Kementerian ATR Soroti Kekacauan Parkir Ojol di DKI
Direktur Jenderal Tata Ruang Kementerian Agraria dan Tata Ruang/Badan Pertahanan Nasional (ATR/BPN) Abdul Kamarzuki menyoroti permasalahan tata ruang transportasi Ibu Kota, khususnya yang menyangkut ojek online (ojol). Dia menyebut salah satu faktor utama kekacauan lalu lintas di ibu kota disebabkan sulitnya lahan parkir untuk ojol.
Atas dasar itulah, Kementerian ATR/BPN menyarankan kepada Pemda DKI Jakarta untuk mengatasi masalah tersebut. Perbaikan bisa dilakukan melalui revisi Rancangan Detail Tata Ruang (RDTR).

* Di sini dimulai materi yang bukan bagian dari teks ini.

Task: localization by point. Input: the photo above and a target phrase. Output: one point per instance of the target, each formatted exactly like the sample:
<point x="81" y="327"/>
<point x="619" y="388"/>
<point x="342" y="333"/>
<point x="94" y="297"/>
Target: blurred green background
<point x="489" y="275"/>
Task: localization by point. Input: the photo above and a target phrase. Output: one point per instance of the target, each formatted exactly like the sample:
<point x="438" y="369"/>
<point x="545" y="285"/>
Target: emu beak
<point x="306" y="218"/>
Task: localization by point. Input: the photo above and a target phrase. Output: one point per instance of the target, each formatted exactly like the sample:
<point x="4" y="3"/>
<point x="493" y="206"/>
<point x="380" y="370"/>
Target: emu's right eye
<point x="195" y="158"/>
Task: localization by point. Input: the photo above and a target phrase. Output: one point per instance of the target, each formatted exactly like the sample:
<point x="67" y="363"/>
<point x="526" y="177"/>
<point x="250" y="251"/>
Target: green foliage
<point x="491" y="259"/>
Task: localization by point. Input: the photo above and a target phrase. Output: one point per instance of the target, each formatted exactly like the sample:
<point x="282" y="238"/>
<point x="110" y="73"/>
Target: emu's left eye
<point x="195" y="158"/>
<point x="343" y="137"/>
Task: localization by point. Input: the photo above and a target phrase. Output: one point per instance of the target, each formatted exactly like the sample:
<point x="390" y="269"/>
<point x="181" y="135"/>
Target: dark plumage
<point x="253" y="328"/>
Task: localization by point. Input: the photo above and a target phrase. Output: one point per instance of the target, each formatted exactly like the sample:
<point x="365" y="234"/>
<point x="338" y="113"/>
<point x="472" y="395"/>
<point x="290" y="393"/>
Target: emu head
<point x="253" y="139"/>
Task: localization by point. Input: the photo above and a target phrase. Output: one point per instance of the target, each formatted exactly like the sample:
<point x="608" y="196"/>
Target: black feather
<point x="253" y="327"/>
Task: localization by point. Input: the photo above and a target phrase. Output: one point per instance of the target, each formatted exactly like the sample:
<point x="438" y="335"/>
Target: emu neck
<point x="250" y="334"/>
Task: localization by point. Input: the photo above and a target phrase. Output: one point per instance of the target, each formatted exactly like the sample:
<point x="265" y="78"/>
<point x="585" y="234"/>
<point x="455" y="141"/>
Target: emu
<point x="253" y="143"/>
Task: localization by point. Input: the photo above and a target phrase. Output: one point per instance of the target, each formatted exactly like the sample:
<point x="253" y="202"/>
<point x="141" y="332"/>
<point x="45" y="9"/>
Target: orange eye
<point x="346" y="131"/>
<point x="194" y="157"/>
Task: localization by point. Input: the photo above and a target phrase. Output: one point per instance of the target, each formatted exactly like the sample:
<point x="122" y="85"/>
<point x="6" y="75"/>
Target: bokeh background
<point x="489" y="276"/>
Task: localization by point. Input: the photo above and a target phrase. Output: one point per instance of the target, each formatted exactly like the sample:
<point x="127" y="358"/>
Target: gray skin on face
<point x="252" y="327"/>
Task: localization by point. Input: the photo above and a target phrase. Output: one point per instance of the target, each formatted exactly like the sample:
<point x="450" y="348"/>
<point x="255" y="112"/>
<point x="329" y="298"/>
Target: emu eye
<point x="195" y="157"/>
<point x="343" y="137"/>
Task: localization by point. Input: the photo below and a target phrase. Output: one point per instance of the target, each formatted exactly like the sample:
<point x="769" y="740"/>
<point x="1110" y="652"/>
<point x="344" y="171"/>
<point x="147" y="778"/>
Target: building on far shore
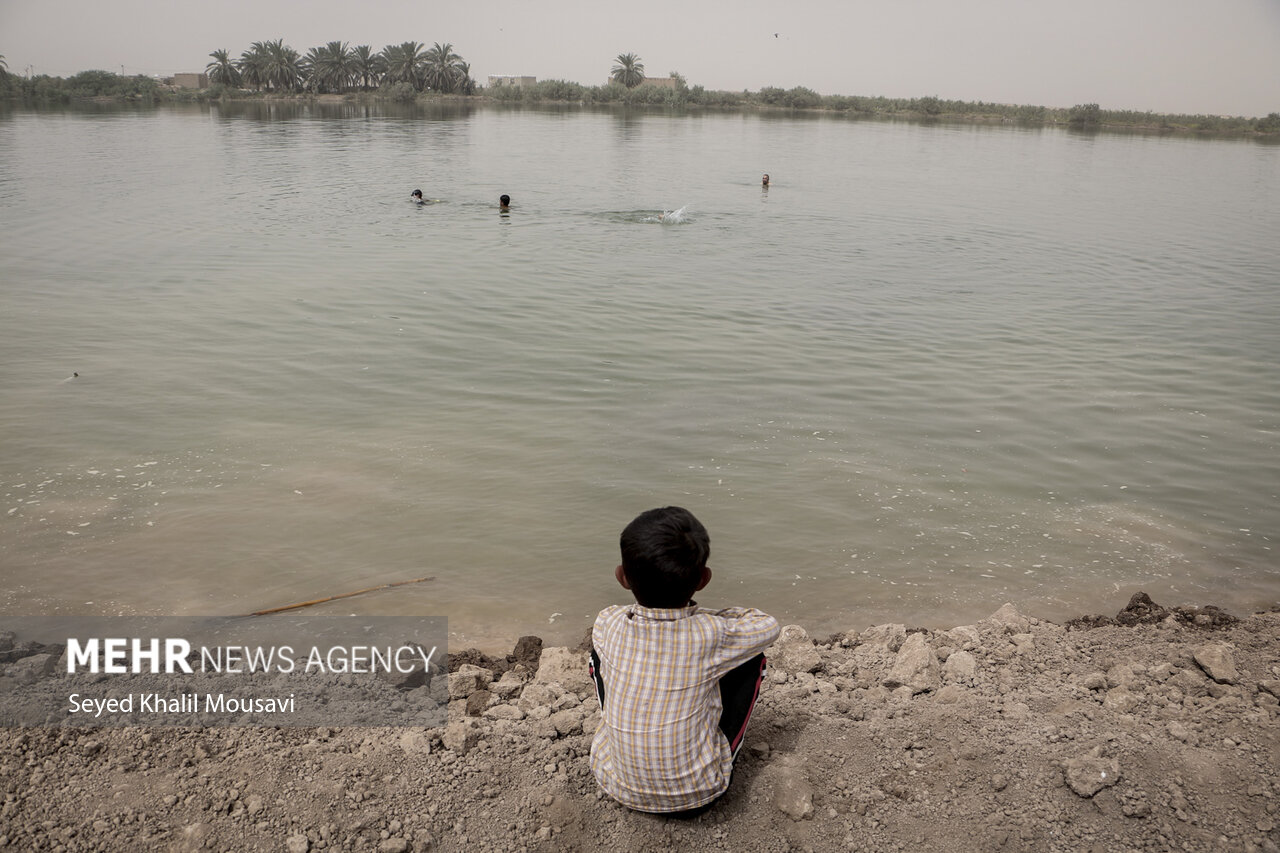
<point x="507" y="80"/>
<point x="191" y="81"/>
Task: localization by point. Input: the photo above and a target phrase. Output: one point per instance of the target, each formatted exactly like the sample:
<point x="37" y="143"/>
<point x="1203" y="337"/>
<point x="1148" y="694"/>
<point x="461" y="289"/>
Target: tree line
<point x="402" y="72"/>
<point x="338" y="68"/>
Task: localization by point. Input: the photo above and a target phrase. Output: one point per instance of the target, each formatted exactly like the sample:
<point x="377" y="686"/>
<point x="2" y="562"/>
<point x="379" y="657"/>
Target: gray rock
<point x="1089" y="774"/>
<point x="792" y="796"/>
<point x="508" y="687"/>
<point x="794" y="652"/>
<point x="1095" y="682"/>
<point x="30" y="670"/>
<point x="960" y="669"/>
<point x="1219" y="662"/>
<point x="915" y="667"/>
<point x="890" y="635"/>
<point x="478" y="702"/>
<point x="461" y="737"/>
<point x="1009" y="620"/>
<point x="1120" y="699"/>
<point x="566" y="667"/>
<point x="965" y="637"/>
<point x="539" y="696"/>
<point x="467" y="679"/>
<point x="504" y="712"/>
<point x="567" y="723"/>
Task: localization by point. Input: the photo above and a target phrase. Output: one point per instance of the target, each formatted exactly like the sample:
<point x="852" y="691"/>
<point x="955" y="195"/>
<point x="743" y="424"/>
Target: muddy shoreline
<point x="1152" y="729"/>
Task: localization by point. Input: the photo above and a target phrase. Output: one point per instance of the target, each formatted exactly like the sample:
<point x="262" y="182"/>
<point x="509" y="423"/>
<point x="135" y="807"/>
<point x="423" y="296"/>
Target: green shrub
<point x="402" y="91"/>
<point x="1084" y="114"/>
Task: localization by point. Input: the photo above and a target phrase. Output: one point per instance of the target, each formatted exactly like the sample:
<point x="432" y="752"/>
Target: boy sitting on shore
<point x="676" y="682"/>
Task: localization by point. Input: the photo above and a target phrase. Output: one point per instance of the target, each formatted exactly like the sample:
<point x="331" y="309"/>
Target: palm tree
<point x="467" y="85"/>
<point x="405" y="63"/>
<point x="329" y="68"/>
<point x="283" y="65"/>
<point x="629" y="71"/>
<point x="442" y="73"/>
<point x="252" y="67"/>
<point x="223" y="69"/>
<point x="368" y="65"/>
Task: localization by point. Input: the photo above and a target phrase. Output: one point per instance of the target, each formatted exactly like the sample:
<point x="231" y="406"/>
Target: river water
<point x="932" y="369"/>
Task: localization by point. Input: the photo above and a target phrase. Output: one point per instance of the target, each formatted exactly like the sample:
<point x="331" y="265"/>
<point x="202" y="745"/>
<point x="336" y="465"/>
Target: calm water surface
<point x="931" y="370"/>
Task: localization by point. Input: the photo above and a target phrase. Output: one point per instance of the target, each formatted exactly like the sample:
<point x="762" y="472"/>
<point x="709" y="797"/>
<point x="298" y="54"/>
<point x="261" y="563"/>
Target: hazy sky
<point x="1219" y="56"/>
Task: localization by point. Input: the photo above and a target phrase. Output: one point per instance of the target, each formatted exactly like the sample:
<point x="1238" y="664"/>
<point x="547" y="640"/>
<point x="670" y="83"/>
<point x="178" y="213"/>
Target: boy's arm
<point x="748" y="632"/>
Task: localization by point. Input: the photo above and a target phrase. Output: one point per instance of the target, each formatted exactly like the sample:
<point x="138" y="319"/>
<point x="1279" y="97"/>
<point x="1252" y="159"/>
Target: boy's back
<point x="659" y="747"/>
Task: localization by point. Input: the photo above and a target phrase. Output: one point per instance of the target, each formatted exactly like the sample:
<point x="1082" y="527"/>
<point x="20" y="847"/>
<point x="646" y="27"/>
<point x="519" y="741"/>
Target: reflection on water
<point x="942" y="368"/>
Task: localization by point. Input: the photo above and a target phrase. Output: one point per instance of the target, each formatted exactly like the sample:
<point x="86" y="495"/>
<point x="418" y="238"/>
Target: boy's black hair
<point x="663" y="555"/>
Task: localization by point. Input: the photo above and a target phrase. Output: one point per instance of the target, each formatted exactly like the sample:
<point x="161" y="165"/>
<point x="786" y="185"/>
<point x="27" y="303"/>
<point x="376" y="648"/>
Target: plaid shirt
<point x="659" y="747"/>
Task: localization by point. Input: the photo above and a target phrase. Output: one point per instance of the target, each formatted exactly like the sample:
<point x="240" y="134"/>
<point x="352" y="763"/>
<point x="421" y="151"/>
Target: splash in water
<point x="675" y="217"/>
<point x="668" y="217"/>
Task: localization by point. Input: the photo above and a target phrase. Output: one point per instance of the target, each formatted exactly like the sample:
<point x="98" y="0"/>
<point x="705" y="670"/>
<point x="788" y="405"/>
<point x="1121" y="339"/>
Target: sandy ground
<point x="1153" y="730"/>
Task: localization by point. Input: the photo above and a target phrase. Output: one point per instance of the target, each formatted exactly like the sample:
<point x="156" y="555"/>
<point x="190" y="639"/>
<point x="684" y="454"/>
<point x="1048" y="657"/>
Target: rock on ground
<point x="1157" y="734"/>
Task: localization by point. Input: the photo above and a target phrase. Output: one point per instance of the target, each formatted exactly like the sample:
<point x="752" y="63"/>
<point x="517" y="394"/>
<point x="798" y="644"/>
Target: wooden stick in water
<point x="320" y="601"/>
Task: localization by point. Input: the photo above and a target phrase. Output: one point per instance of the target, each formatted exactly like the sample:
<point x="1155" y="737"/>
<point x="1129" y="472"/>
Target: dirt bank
<point x="1011" y="734"/>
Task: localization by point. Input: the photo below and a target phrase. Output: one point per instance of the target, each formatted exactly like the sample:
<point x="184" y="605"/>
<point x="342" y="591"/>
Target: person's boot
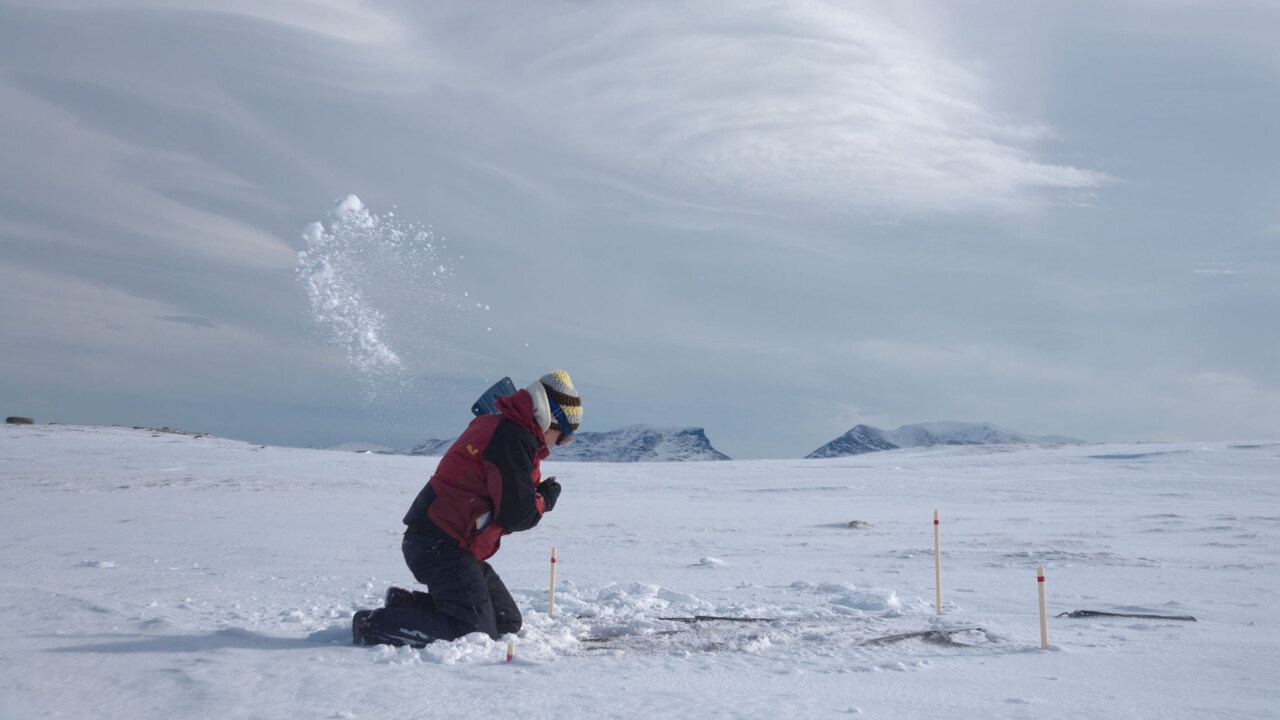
<point x="401" y="597"/>
<point x="357" y="627"/>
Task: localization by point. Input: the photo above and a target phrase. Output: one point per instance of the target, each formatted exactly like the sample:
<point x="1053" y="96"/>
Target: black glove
<point x="549" y="490"/>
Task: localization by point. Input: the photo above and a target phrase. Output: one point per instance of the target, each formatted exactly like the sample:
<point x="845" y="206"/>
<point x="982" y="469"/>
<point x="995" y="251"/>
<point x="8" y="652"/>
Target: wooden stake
<point x="937" y="564"/>
<point x="1040" y="583"/>
<point x="551" y="605"/>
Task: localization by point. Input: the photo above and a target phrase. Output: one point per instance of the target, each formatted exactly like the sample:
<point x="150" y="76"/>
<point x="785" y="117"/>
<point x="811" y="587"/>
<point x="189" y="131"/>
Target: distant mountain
<point x="864" y="438"/>
<point x="635" y="443"/>
<point x="365" y="447"/>
<point x="433" y="447"/>
<point x="639" y="443"/>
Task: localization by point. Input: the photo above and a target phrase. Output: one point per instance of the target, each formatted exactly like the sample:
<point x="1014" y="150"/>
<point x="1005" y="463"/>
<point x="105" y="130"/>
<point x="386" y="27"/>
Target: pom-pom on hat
<point x="561" y="391"/>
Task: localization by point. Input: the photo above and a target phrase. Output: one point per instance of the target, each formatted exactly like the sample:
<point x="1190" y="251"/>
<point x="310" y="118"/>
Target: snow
<point x="154" y="574"/>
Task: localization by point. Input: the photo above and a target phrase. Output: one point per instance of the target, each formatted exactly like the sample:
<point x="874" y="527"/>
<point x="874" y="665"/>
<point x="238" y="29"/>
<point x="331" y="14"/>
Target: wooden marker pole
<point x="1040" y="583"/>
<point x="551" y="604"/>
<point x="937" y="564"/>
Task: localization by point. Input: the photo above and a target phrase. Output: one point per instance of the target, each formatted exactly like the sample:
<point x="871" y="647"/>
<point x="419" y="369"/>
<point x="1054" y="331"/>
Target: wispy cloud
<point x="807" y="101"/>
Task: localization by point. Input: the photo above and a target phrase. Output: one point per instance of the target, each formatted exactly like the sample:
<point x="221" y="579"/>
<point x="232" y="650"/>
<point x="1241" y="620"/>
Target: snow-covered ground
<point x="164" y="575"/>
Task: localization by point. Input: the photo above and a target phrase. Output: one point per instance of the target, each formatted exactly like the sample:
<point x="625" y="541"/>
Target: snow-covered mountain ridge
<point x="865" y="438"/>
<point x="640" y="443"/>
<point x="634" y="443"/>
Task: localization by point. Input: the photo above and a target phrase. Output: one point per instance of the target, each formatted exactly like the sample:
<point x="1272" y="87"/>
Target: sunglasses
<point x="566" y="432"/>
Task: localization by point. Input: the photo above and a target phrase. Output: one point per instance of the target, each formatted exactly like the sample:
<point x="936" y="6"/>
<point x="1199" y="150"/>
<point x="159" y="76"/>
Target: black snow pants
<point x="466" y="596"/>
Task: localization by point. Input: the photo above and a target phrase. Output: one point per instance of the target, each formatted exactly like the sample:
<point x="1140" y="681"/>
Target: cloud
<point x="807" y="101"/>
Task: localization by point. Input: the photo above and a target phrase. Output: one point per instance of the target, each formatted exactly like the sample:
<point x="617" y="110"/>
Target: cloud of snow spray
<point x="375" y="282"/>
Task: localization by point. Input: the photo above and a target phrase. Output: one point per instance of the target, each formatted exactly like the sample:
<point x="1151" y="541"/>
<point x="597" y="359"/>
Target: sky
<point x="773" y="220"/>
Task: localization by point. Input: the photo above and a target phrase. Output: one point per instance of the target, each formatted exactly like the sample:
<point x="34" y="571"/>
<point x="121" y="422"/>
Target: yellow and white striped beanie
<point x="560" y="390"/>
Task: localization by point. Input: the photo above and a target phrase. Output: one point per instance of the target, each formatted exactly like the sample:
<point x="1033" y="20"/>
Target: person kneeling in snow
<point x="488" y="484"/>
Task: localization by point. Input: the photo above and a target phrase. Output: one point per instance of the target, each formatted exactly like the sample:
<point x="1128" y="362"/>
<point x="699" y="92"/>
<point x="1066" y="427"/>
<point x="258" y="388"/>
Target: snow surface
<point x="151" y="574"/>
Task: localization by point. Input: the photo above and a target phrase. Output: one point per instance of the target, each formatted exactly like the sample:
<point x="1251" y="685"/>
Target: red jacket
<point x="484" y="486"/>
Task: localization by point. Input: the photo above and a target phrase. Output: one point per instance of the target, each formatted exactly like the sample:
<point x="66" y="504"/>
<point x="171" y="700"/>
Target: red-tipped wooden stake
<point x="551" y="604"/>
<point x="937" y="564"/>
<point x="1040" y="583"/>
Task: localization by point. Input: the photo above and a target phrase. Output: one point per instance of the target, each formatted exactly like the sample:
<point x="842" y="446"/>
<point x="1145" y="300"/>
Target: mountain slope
<point x="865" y="438"/>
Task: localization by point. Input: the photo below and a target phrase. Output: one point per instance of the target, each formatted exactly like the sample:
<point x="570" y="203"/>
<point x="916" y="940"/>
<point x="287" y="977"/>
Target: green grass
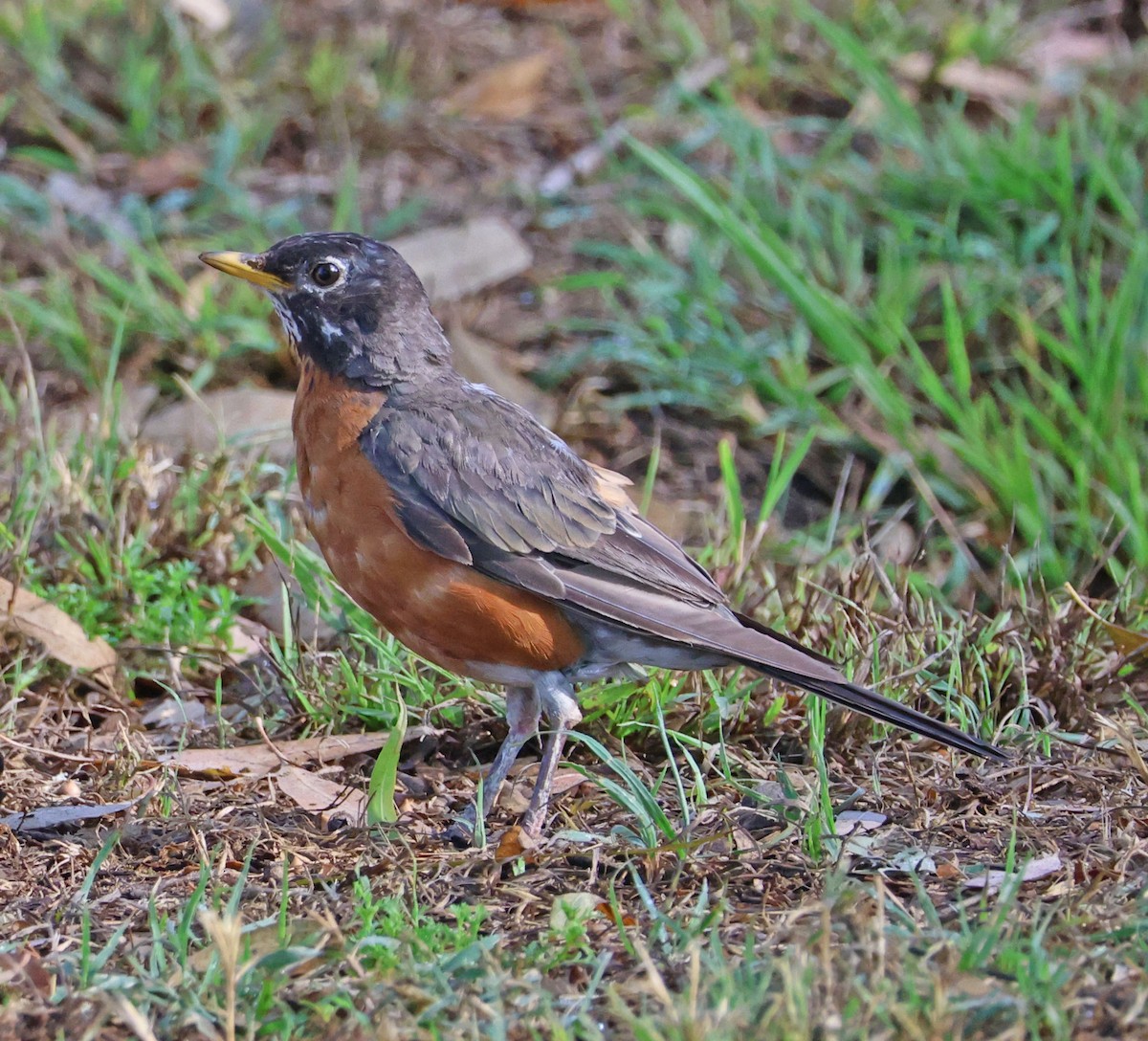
<point x="960" y="302"/>
<point x="950" y="295"/>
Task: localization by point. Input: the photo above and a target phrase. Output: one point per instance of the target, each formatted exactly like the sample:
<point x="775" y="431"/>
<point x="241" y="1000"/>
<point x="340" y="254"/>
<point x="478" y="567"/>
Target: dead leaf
<point x="1128" y="640"/>
<point x="60" y="636"/>
<point x="985" y="82"/>
<point x="156" y="174"/>
<point x="991" y="881"/>
<point x="55" y="817"/>
<point x="454" y="260"/>
<point x="512" y="844"/>
<point x="508" y="91"/>
<point x="1063" y="51"/>
<point x="320" y="794"/>
<point x="254" y="418"/>
<point x="22" y="971"/>
<point x="255" y="761"/>
<point x="213" y="15"/>
<point x="858" y="820"/>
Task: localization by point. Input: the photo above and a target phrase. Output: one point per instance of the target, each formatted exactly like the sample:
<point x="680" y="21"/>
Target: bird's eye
<point x="325" y="275"/>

Dia menambahkan dalam revisi, Pemda DKI Jakarta bisa memasukkan syarat agar pendirian stasiun nanti dilengkapi dengan parkir ojek online supaya tidak menimbulkan kemacetan dan kekacauan lalu lintas. “Paling kami (ATR/BPN) mengeluarkan persyaratan di RDTR, kalau DKI sedang revisi RDTR agar memasukkan persyaratan di stasiun harus ada parkir ojek online,” jelasnya pada Selasa (10/3).
Ia mengatakan Kementerian ATR memang memiliki kewenangan terbatas. Dalam Undang-Undang (UU) Nomor 26 Tahun 2007 Tentang Penataan Ruang, dijelaskan kewenangan perencanaan, pemanfaatan, dan pengendalian tata ruang provinsi diserahkan kepada pemda.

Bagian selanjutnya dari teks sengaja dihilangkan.